Figure 2: Demand for Firm L by relative price of Firm L to Firm R.

The Figure 2 plots demand and relative price for product \(L\) from the simulated data. Do you notice anything odd about the figure? Remembering back to Econ 101, did demand slope up or down? It definitely slopes down in Equation 2. What went wrong?

Prices are Endogenous

Probably every economist in industrial organization has run a regression like what is depicted in Figure 2. Each one has looked at the results and has felt their heart sink because everything that they knew about economics was wrong. Then they have taken a deep breath and remembered prices are endogenous.

We are interested in estimating how prices affect demand for the product. We know they do. Equation 2 explicitly states that prices cause demand to fall. The problem is that we did not plot the demand curve. We plotted out a bunch of outcomes from the market. We plotted out a thousand equilibrium prices and equilibrium demand levels. Back to Econ 101, think of a thousand demand and supply crosses going through each of the points in Figure 2.

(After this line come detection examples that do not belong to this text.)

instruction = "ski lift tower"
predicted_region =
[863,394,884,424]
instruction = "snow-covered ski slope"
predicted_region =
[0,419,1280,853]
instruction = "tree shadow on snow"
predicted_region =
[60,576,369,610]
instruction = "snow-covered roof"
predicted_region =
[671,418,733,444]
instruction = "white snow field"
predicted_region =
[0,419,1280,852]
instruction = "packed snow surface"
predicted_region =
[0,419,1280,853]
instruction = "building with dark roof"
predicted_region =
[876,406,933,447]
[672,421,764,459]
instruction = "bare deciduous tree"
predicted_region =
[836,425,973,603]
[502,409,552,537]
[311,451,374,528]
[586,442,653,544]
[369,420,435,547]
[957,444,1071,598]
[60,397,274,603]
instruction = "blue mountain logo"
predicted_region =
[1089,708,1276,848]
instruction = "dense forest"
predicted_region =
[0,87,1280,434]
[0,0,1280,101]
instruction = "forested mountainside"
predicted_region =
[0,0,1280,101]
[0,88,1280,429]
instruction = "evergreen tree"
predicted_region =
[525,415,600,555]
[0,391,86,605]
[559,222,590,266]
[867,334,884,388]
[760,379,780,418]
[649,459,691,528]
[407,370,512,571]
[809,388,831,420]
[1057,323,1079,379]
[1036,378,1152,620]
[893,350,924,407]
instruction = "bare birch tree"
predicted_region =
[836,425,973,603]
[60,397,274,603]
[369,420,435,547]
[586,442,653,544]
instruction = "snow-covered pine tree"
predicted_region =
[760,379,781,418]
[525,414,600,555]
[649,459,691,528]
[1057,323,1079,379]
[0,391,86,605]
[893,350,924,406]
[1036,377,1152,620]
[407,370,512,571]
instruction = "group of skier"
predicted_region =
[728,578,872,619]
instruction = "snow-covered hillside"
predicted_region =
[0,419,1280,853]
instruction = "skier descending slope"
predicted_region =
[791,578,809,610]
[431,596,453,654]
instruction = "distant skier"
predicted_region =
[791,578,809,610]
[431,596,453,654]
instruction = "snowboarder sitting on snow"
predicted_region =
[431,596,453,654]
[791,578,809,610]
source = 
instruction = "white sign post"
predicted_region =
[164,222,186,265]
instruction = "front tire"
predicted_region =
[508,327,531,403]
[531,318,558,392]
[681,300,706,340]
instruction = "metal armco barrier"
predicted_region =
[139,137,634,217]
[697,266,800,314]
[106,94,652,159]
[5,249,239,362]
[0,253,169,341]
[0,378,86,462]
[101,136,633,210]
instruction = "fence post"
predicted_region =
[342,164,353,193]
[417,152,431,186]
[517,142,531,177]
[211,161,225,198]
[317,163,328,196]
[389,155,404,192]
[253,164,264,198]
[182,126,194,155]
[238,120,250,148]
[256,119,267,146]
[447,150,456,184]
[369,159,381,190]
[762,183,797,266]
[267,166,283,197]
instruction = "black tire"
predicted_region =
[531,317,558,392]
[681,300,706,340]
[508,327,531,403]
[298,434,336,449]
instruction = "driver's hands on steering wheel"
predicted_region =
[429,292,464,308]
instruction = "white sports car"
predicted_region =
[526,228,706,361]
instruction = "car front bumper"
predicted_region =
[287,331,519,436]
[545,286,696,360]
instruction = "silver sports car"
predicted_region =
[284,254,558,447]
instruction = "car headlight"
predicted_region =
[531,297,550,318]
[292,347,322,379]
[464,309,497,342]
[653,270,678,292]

The problem in the simulation is that prices are determined endogenously. The observed market prices are the outcome of the Nash equalibria and the choices of Firm \(L\) and Firm \(R\). If we want to estimate the demand for Firm \(L\) (Equation 2) then one approach is to use the instrumental variables methods discussed in Chapter 3.

Cost Shifters

The standard instrumental variable approach is to use cost shifters. That is, we need an instrument related to costs. For example, if we observed \(c_L\) in the simulated data, then that would work as instrument. It satisfies the assumptions. It has a direct effect on \(p_L\) through Equation 8. It does not direct affect \(x_L\), see Equation 2.

# Intent to Treat
lm1 <- lm(xL1 ~ I(cL1-cR1))
# First stage
lm2 <- lm(I(pL1-pR1) ~ I(cL1-cR1))
# IV estimate
lm1$coefficients[2]/lm2$coefficients[2]
I(cL1 - cR1) 
 -0.04755425 

Remember back to Chapter 3, we can use graph algebra to find a simple estimator. This is the intent to treat regression (demand on costs) divided by the first stage regression (price on costs). Note that price of interest is the difference in the prices of the two firms. The instrument for this price is the difference in the costs of the two firms. The estimate is -0.048. The true value is -0.125, which you see from Equation 2 where \(\beta = 0.25\) and the price effect is \(\frac{-\beta}{2}\). It is not particularly accurate, but at least it is negative!

X1 <- cbind(pL1,pR1)
Z1 <- cbind(cL1,cR1)
Y1 <- as.matrix(xL1)
tab_ols <- lm_iv(Y1,X1, Reps=500)
tab_iv <- lm_iv(Y1, X1, Z1, Reps = 500)
# using the function defined in chapter 3.
row.names(tab_iv) <- row.names(tab_ols) <- 
  c("intercept",colnames(X1))
tab_res <- cbind(tab_ols[,1:2],tab_iv[,1:2])
colnames(tab_res) <- 
  c("OLS coef","OLS sd","IV coef", "IV sd")
library(knitr)

kable(tab_res)
Table 2: OLS and IV bootstrapped estimates of demand for the Hotelling model.
OLS coef OLS sd IV coef IV sd
intercept 0.5086192 0.0265343 1.1012163 0.0981138
pL1 0.0446127 0.0024228 -0.0428697 0.0116172
pR1 -0.0491404 0.0027078 0.0547691 0.0140925

We can also use the matrix algebra method described in Chapter 3. Here we separate out the two prices and don’t use the information that they have the same coefficient. We can confirm the results of Figure 2; relationship between price and demand have the wrong sign. The IV estimate is again on the low side at around -0.04.

Demand Shifters

The analysis above is the standard approach to IV in demand analysis. However, we are not limited to using cost shifters. In the simulation there is a third exogenous variable, \(v\). This variable represents factors that make Firm \(L\)’s product preferred to Firm \(R\)’s product. We call this a vertical difference as opposed to the location along the line which we call horizontal. In the real world a vertical difference may refer to the quality of the product. Everyone prefers high quality products.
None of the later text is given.